Google’s Gemini AI Has New Photo-to-Video Feature

Jul 11, 2025

Matt Growcoot

A green alien figure with large black eyes sits inside an open cardboard box on a table in a home setting. — The photo-to-video feature lets users transform ordinary scenes into extraordinary ones.

Google has launched a new feature within its Gemini AI assistant that allows users to convert photos into short video clips, expanding access to a tool previously limited to its standalone filmmaking platform, Flow.

Available to Gemini Advanced subscribers on the Ultra and Pro plans in select regions, the feature began rolling out on Thursday and will arrive on mobile devices throughout the week. It enables users to upload an image and generate an eight-second video based on accompanying text and audio prompts. The clips include AI-generated sound effects, ambient noise, and speech, and are delivered in MP4 format at 720p resolution with a 16:9 landscape aspect ratio.

The tool is powered by Google’s Veo 3 AI video model, which was first announced in May. Users can access the feature by selecting the “tools” option in the Gemini interface, choosing “video,” and uploading a photo with a description of how it should move. Audio inputs can also be added for synchronized dialogue and sound effects.

“You can get creative by animating everyday objects, bringing your drawings and paintings to life, or adding movement to nature scenes,” Google says in a blog post. All generated videos include a visible watermark indicating they were created with AI, as well as an invisible SynthID digital watermark.

Bloomberg notes that the new integration brings Gemini closer in line with similar offerings from competitors like OpenAI, Runway AI and Pika, as well as from companies in China including Alibaba and Kuaishou, which have also developed AI video tools.

While the feature builds on capabilities already available in Flow, Gemini now offers a more accessible, chat-based experience.
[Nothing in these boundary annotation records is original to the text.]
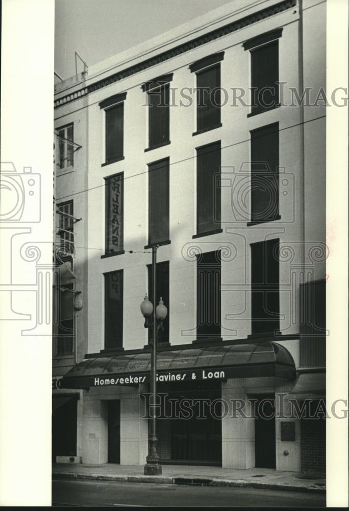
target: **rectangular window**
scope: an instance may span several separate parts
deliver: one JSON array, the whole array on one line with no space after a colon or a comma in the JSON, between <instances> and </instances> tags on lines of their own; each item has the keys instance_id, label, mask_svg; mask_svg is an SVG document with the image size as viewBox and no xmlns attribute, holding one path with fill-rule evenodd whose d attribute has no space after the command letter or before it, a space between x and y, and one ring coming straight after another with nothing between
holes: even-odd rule
<instances>
[{"instance_id":1,"label":"rectangular window","mask_svg":"<svg viewBox=\"0 0 349 511\"><path fill-rule=\"evenodd\" d=\"M224 52L201 59L190 66L196 75L196 135L221 126L220 61Z\"/></svg>"},{"instance_id":2,"label":"rectangular window","mask_svg":"<svg viewBox=\"0 0 349 511\"><path fill-rule=\"evenodd\" d=\"M148 165L148 246L169 242L169 158Z\"/></svg>"},{"instance_id":3,"label":"rectangular window","mask_svg":"<svg viewBox=\"0 0 349 511\"><path fill-rule=\"evenodd\" d=\"M75 253L73 201L57 204L57 234L60 241L59 248L56 247L57 262L61 264L72 261Z\"/></svg>"},{"instance_id":4,"label":"rectangular window","mask_svg":"<svg viewBox=\"0 0 349 511\"><path fill-rule=\"evenodd\" d=\"M69 290L73 284L54 289L53 354L54 356L67 356L73 353L74 347L74 298L75 294Z\"/></svg>"},{"instance_id":5,"label":"rectangular window","mask_svg":"<svg viewBox=\"0 0 349 511\"><path fill-rule=\"evenodd\" d=\"M280 330L279 240L252 243L252 335Z\"/></svg>"},{"instance_id":6,"label":"rectangular window","mask_svg":"<svg viewBox=\"0 0 349 511\"><path fill-rule=\"evenodd\" d=\"M196 235L221 232L220 141L196 148Z\"/></svg>"},{"instance_id":7,"label":"rectangular window","mask_svg":"<svg viewBox=\"0 0 349 511\"><path fill-rule=\"evenodd\" d=\"M104 281L104 347L122 347L123 270L105 273Z\"/></svg>"},{"instance_id":8,"label":"rectangular window","mask_svg":"<svg viewBox=\"0 0 349 511\"><path fill-rule=\"evenodd\" d=\"M153 89L149 96L149 147L169 142L169 89L168 85Z\"/></svg>"},{"instance_id":9,"label":"rectangular window","mask_svg":"<svg viewBox=\"0 0 349 511\"><path fill-rule=\"evenodd\" d=\"M167 309L167 316L163 322L164 330L159 331L158 342L169 342L169 262L168 261L157 263L156 265L156 304L154 304L152 291L153 289L153 265L148 264L148 295L153 306L159 305L160 298ZM150 340L152 333L149 332Z\"/></svg>"},{"instance_id":10,"label":"rectangular window","mask_svg":"<svg viewBox=\"0 0 349 511\"><path fill-rule=\"evenodd\" d=\"M257 36L243 44L251 55L251 113L279 106L279 41L282 29Z\"/></svg>"},{"instance_id":11,"label":"rectangular window","mask_svg":"<svg viewBox=\"0 0 349 511\"><path fill-rule=\"evenodd\" d=\"M220 251L196 256L198 341L220 338Z\"/></svg>"},{"instance_id":12,"label":"rectangular window","mask_svg":"<svg viewBox=\"0 0 349 511\"><path fill-rule=\"evenodd\" d=\"M279 211L279 123L251 132L251 223L280 218Z\"/></svg>"},{"instance_id":13,"label":"rectangular window","mask_svg":"<svg viewBox=\"0 0 349 511\"><path fill-rule=\"evenodd\" d=\"M127 92L116 94L101 101L105 111L105 163L123 159L123 102Z\"/></svg>"},{"instance_id":14,"label":"rectangular window","mask_svg":"<svg viewBox=\"0 0 349 511\"><path fill-rule=\"evenodd\" d=\"M310 281L300 286L300 365L326 365L326 282Z\"/></svg>"},{"instance_id":15,"label":"rectangular window","mask_svg":"<svg viewBox=\"0 0 349 511\"><path fill-rule=\"evenodd\" d=\"M142 89L147 94L149 147L146 151L170 143L169 83L173 73L143 83Z\"/></svg>"},{"instance_id":16,"label":"rectangular window","mask_svg":"<svg viewBox=\"0 0 349 511\"><path fill-rule=\"evenodd\" d=\"M68 124L57 130L58 167L68 169L74 164L74 132L73 125Z\"/></svg>"},{"instance_id":17,"label":"rectangular window","mask_svg":"<svg viewBox=\"0 0 349 511\"><path fill-rule=\"evenodd\" d=\"M120 172L119 174L106 177L105 179L106 180L105 256L116 256L118 254L124 253L123 172Z\"/></svg>"}]
</instances>

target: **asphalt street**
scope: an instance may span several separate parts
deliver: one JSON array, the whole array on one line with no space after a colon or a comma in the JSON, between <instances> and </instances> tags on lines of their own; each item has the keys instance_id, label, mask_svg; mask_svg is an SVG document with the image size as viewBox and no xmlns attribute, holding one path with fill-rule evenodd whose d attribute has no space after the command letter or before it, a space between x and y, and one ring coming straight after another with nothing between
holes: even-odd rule
<instances>
[{"instance_id":1,"label":"asphalt street","mask_svg":"<svg viewBox=\"0 0 349 511\"><path fill-rule=\"evenodd\" d=\"M54 479L53 506L321 507L326 496L229 486Z\"/></svg>"}]
</instances>

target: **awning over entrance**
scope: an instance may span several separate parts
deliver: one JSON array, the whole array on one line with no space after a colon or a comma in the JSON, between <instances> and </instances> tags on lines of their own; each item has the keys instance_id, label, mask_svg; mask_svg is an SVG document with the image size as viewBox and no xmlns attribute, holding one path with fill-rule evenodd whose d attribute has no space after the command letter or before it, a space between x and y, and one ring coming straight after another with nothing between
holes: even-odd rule
<instances>
[{"instance_id":1,"label":"awning over entrance","mask_svg":"<svg viewBox=\"0 0 349 511\"><path fill-rule=\"evenodd\" d=\"M290 394L294 396L297 399L325 398L326 373L301 373Z\"/></svg>"},{"instance_id":2,"label":"awning over entrance","mask_svg":"<svg viewBox=\"0 0 349 511\"><path fill-rule=\"evenodd\" d=\"M149 381L151 354L124 353L83 361L63 377L61 388L133 385ZM293 360L274 342L210 346L157 353L159 382L277 376L294 378Z\"/></svg>"}]
</instances>

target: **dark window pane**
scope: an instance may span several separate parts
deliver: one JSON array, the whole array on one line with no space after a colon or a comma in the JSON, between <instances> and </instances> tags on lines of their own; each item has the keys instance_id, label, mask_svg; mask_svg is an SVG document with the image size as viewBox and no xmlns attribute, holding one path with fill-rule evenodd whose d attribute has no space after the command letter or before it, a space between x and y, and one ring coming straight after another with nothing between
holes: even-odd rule
<instances>
[{"instance_id":1,"label":"dark window pane","mask_svg":"<svg viewBox=\"0 0 349 511\"><path fill-rule=\"evenodd\" d=\"M220 228L220 142L197 151L197 234Z\"/></svg>"},{"instance_id":2,"label":"dark window pane","mask_svg":"<svg viewBox=\"0 0 349 511\"><path fill-rule=\"evenodd\" d=\"M251 244L252 333L280 329L279 239Z\"/></svg>"},{"instance_id":3,"label":"dark window pane","mask_svg":"<svg viewBox=\"0 0 349 511\"><path fill-rule=\"evenodd\" d=\"M220 336L220 252L197 256L198 339Z\"/></svg>"},{"instance_id":4,"label":"dark window pane","mask_svg":"<svg viewBox=\"0 0 349 511\"><path fill-rule=\"evenodd\" d=\"M251 132L251 221L279 215L279 124Z\"/></svg>"},{"instance_id":5,"label":"dark window pane","mask_svg":"<svg viewBox=\"0 0 349 511\"><path fill-rule=\"evenodd\" d=\"M65 155L64 154L64 148L65 147L65 143L64 140L63 140L64 137L64 130L61 129L59 130L58 131L58 135L60 138L58 138L58 160L59 165L60 169L64 168L64 160L65 158ZM60 138L62 137L62 138Z\"/></svg>"},{"instance_id":6,"label":"dark window pane","mask_svg":"<svg viewBox=\"0 0 349 511\"><path fill-rule=\"evenodd\" d=\"M148 92L149 147L169 141L169 88L168 85Z\"/></svg>"},{"instance_id":7,"label":"dark window pane","mask_svg":"<svg viewBox=\"0 0 349 511\"><path fill-rule=\"evenodd\" d=\"M104 347L122 346L123 271L112 271L105 277Z\"/></svg>"},{"instance_id":8,"label":"dark window pane","mask_svg":"<svg viewBox=\"0 0 349 511\"><path fill-rule=\"evenodd\" d=\"M262 112L279 103L279 41L252 51L251 64L252 111Z\"/></svg>"},{"instance_id":9,"label":"dark window pane","mask_svg":"<svg viewBox=\"0 0 349 511\"><path fill-rule=\"evenodd\" d=\"M169 159L149 165L149 244L169 240Z\"/></svg>"},{"instance_id":10,"label":"dark window pane","mask_svg":"<svg viewBox=\"0 0 349 511\"><path fill-rule=\"evenodd\" d=\"M153 265L148 265L148 296L149 299L156 307L159 305L160 298L167 309L167 316L164 320L163 331L159 331L158 342L169 342L169 262L168 261L158 263L156 265L156 304L153 297ZM152 335L149 329L149 337Z\"/></svg>"},{"instance_id":11,"label":"dark window pane","mask_svg":"<svg viewBox=\"0 0 349 511\"><path fill-rule=\"evenodd\" d=\"M69 141L73 142L72 124L57 130L58 134L58 166L60 169L67 169L73 165L74 147Z\"/></svg>"},{"instance_id":12,"label":"dark window pane","mask_svg":"<svg viewBox=\"0 0 349 511\"><path fill-rule=\"evenodd\" d=\"M196 74L197 130L207 129L220 123L220 65Z\"/></svg>"},{"instance_id":13,"label":"dark window pane","mask_svg":"<svg viewBox=\"0 0 349 511\"><path fill-rule=\"evenodd\" d=\"M57 204L57 211L60 212L57 214L58 223L57 225L57 233L60 238L60 242L56 242L56 244L60 246L60 249L58 246L56 247L56 255L58 257L57 262L60 264L72 261L72 256L75 253L74 224L71 218L73 214L73 201Z\"/></svg>"},{"instance_id":14,"label":"dark window pane","mask_svg":"<svg viewBox=\"0 0 349 511\"><path fill-rule=\"evenodd\" d=\"M123 155L123 103L106 110L106 162Z\"/></svg>"},{"instance_id":15,"label":"dark window pane","mask_svg":"<svg viewBox=\"0 0 349 511\"><path fill-rule=\"evenodd\" d=\"M67 138L73 142L73 125L67 127ZM67 167L72 167L73 165L73 157L74 154L74 146L72 144L67 142Z\"/></svg>"},{"instance_id":16,"label":"dark window pane","mask_svg":"<svg viewBox=\"0 0 349 511\"><path fill-rule=\"evenodd\" d=\"M106 253L123 249L123 172L106 178Z\"/></svg>"}]
</instances>

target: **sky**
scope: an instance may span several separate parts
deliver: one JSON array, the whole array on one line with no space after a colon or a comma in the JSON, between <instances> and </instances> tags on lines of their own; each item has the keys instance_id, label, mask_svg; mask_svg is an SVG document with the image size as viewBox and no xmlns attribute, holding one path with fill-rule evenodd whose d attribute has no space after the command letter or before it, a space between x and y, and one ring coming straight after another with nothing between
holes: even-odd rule
<instances>
[{"instance_id":1,"label":"sky","mask_svg":"<svg viewBox=\"0 0 349 511\"><path fill-rule=\"evenodd\" d=\"M55 71L76 73L231 0L55 0ZM78 59L78 71L83 71Z\"/></svg>"}]
</instances>

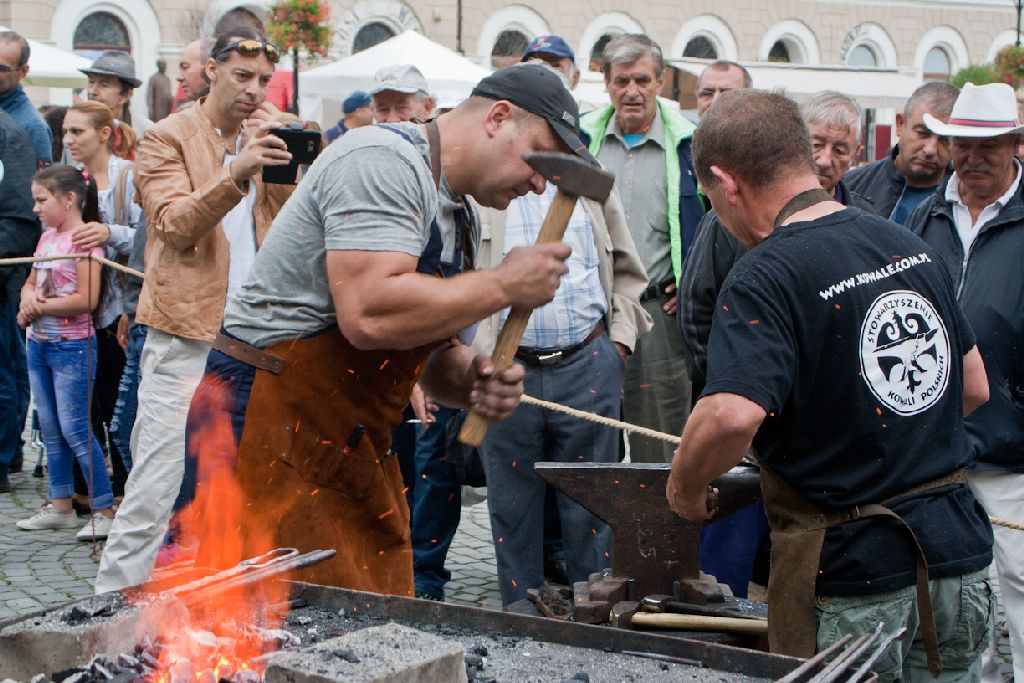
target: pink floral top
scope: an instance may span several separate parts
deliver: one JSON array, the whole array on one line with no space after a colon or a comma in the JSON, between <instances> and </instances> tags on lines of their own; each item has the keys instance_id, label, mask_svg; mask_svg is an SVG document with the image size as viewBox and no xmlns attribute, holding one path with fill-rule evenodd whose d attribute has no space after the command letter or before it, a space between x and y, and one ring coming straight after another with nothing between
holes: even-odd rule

Flow itself is also expanding availability, launching in an additional 75 countries, according to Google.

The company emphasized safeguards intended to prevent misuse of the video generation tool. It restricts the use of images of public figures and prohibits outputs that promote harmful or violent content. However, the technology is still developing. Google says the technology is currently more effective at animating non-human subjects, such as plants, animals, and artwork.